Postingan kali ini, saya tiba tiba terfikir tentang siapa yang ‘menggerakkan’ kita. Yang berbicara melalui kita, yang membut kita tertawa, menangis, bersuara, segalanya. Teori sains akan mengatakan semua itu merupakan reaksi neurotik yang kompleks pada otak besar yang memerintahkan syaraf untuk menggerakkan bibir, mengeluarkan suara, tertawa, semuanya.
Teori teologinya lebih kompleks lagi. Ada Tuhan dibalik semua kejadian. Manusia tertawa, menangis, bersuara, segalanya berkat ‘lillahi ta’ala’, kehendak Tuhan yang maha tinggi. Atas restu dan keinginan-Nya manusia berjalan, berfikir, berniat, berdetak dll.
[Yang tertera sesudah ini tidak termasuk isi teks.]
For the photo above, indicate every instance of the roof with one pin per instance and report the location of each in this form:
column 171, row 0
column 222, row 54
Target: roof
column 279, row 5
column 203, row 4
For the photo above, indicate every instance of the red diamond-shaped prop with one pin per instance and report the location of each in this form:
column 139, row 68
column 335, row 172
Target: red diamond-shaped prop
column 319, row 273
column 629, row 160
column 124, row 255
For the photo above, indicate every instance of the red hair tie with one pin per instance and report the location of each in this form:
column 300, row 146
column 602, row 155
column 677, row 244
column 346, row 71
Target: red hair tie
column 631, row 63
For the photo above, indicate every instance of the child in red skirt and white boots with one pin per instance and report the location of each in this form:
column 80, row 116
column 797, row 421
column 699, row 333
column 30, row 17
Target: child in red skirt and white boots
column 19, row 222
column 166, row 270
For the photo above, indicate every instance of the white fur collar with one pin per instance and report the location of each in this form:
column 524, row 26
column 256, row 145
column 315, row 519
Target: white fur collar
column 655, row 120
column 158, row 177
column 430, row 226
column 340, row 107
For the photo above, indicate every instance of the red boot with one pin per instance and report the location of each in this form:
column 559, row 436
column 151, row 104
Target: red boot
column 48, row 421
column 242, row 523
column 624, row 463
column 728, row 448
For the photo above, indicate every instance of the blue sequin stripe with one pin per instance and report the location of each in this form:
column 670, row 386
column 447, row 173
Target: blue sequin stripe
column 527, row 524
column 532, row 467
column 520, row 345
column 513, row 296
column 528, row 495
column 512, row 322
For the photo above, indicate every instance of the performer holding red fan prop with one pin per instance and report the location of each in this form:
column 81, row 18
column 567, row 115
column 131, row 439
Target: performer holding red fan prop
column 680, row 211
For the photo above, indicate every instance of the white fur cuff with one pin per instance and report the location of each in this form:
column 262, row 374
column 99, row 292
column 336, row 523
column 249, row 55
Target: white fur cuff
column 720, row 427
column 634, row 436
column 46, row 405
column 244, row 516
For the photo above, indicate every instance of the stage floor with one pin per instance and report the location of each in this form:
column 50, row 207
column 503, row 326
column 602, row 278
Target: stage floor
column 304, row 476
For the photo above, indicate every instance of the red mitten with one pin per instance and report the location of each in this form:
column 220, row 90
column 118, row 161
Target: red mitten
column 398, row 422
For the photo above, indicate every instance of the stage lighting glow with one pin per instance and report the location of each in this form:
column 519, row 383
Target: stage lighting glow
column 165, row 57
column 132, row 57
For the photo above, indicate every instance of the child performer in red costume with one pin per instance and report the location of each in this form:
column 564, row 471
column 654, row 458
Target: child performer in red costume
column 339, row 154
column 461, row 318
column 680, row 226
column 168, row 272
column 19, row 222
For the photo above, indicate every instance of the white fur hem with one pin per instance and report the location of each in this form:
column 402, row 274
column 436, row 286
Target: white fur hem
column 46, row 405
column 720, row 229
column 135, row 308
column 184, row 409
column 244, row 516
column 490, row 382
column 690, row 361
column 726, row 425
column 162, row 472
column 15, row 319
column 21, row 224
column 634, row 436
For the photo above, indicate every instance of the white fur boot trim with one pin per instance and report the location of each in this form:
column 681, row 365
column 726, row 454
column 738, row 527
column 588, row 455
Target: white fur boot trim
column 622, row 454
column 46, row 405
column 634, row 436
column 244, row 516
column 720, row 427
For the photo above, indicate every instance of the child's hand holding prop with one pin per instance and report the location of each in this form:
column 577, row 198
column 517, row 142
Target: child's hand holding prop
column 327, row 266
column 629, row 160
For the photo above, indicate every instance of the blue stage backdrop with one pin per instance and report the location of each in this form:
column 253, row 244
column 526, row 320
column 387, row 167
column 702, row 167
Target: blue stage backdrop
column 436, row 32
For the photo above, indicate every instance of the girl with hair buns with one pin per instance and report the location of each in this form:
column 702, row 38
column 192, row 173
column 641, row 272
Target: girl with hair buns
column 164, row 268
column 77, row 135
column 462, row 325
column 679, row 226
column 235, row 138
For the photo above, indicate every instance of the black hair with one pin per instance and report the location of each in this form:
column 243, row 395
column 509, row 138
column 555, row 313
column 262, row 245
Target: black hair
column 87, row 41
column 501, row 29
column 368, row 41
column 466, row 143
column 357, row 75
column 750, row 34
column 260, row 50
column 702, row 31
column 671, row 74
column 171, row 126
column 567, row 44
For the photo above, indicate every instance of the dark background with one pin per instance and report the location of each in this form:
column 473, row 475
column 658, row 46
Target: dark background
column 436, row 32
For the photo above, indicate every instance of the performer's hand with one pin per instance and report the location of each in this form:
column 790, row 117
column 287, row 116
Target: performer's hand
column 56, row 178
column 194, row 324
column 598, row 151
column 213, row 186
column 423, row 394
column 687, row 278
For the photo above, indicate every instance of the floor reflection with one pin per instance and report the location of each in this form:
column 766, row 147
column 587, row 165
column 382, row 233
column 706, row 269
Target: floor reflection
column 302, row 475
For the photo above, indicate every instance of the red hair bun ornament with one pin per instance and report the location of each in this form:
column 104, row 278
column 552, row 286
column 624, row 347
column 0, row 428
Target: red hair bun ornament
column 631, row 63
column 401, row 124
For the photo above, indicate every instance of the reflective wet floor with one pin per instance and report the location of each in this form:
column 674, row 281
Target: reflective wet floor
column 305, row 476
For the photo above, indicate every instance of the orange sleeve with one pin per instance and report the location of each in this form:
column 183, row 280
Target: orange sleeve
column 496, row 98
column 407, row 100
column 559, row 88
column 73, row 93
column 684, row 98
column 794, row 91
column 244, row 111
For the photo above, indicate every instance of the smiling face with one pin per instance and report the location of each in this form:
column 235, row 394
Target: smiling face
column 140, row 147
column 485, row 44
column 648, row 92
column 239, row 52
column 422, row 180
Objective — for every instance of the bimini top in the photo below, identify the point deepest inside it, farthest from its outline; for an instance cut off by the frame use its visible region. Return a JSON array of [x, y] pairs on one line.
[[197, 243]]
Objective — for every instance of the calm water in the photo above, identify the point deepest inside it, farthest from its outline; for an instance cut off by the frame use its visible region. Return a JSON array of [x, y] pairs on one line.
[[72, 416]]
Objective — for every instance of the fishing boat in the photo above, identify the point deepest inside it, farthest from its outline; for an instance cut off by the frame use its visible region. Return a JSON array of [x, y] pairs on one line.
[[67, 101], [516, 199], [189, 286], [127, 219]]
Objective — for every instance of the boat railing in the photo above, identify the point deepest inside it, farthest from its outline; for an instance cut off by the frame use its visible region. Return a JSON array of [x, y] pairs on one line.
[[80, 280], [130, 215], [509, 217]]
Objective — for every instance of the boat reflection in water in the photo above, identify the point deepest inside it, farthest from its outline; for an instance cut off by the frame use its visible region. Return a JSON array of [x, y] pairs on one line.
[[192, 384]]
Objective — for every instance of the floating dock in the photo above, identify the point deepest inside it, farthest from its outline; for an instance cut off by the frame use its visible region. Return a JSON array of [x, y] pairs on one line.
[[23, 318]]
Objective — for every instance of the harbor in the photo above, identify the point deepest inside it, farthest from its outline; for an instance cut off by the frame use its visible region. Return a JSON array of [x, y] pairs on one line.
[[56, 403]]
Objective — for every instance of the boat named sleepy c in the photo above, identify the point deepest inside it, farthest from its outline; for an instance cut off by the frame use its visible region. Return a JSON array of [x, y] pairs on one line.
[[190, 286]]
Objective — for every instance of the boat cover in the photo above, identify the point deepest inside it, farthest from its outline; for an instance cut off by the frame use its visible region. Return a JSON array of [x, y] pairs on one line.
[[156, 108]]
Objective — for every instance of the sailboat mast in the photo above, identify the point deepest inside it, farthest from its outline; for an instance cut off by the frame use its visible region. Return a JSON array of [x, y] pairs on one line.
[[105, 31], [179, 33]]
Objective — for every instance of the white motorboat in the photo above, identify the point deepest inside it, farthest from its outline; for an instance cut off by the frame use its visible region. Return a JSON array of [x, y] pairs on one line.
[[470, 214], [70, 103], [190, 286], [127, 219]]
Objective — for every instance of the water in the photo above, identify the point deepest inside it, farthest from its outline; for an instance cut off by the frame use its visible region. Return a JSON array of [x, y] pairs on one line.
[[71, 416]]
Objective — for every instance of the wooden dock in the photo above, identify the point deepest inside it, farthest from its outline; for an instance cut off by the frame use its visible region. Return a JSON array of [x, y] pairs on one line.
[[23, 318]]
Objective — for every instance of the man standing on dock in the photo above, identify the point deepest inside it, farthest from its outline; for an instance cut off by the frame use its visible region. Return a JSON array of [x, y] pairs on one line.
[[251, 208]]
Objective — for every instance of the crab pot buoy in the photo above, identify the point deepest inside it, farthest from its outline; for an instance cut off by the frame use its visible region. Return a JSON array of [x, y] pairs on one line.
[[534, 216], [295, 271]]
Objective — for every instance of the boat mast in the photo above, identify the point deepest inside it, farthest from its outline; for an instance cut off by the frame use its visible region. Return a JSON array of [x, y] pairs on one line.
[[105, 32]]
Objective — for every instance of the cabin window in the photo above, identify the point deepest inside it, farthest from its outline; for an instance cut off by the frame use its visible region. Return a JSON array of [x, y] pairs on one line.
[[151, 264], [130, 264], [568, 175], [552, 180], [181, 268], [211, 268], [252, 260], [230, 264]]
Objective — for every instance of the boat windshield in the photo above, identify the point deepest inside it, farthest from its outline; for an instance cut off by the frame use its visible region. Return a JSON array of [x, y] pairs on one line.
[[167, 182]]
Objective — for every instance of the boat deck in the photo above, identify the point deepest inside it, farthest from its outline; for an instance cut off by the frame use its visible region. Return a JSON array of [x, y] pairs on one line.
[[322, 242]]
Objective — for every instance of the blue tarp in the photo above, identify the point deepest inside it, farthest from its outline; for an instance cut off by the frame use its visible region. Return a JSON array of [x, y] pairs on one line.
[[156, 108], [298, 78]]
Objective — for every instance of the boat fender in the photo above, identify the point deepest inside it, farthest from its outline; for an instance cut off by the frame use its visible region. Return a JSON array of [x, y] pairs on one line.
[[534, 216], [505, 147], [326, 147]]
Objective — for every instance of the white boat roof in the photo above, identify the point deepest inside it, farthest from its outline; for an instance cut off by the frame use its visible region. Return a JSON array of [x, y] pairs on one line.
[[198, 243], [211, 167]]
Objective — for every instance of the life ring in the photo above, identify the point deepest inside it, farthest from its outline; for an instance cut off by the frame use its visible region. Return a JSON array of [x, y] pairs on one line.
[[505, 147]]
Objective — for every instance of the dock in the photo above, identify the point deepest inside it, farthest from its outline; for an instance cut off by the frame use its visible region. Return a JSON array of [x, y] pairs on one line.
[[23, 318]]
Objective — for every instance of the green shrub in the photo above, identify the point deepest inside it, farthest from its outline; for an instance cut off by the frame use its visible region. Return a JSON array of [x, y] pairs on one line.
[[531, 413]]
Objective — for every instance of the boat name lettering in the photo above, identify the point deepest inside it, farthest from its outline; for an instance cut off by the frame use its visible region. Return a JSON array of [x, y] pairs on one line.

Apakah juga Tuhan yang menggerakkan setiap perilaku cela manusia? Atau adakah konspirasi setan-malaikat dalam setiap tindakan yang manusia ambil?
Sebagai seorang realis-relatif, maka saya percaya pada teori sains yang sudah disepakati sebagai ke-be-nar-an dalam mengambil simpulan terhadap apapun (termasuk di dalamnya teori teori filsafat). Bahwa yang menggerakkan manusia adalah self-conscious, pertimbangan pribadi, dan reaksi tubuh atas perintah yang diberikan syaraf syaraf neurotik dari otak.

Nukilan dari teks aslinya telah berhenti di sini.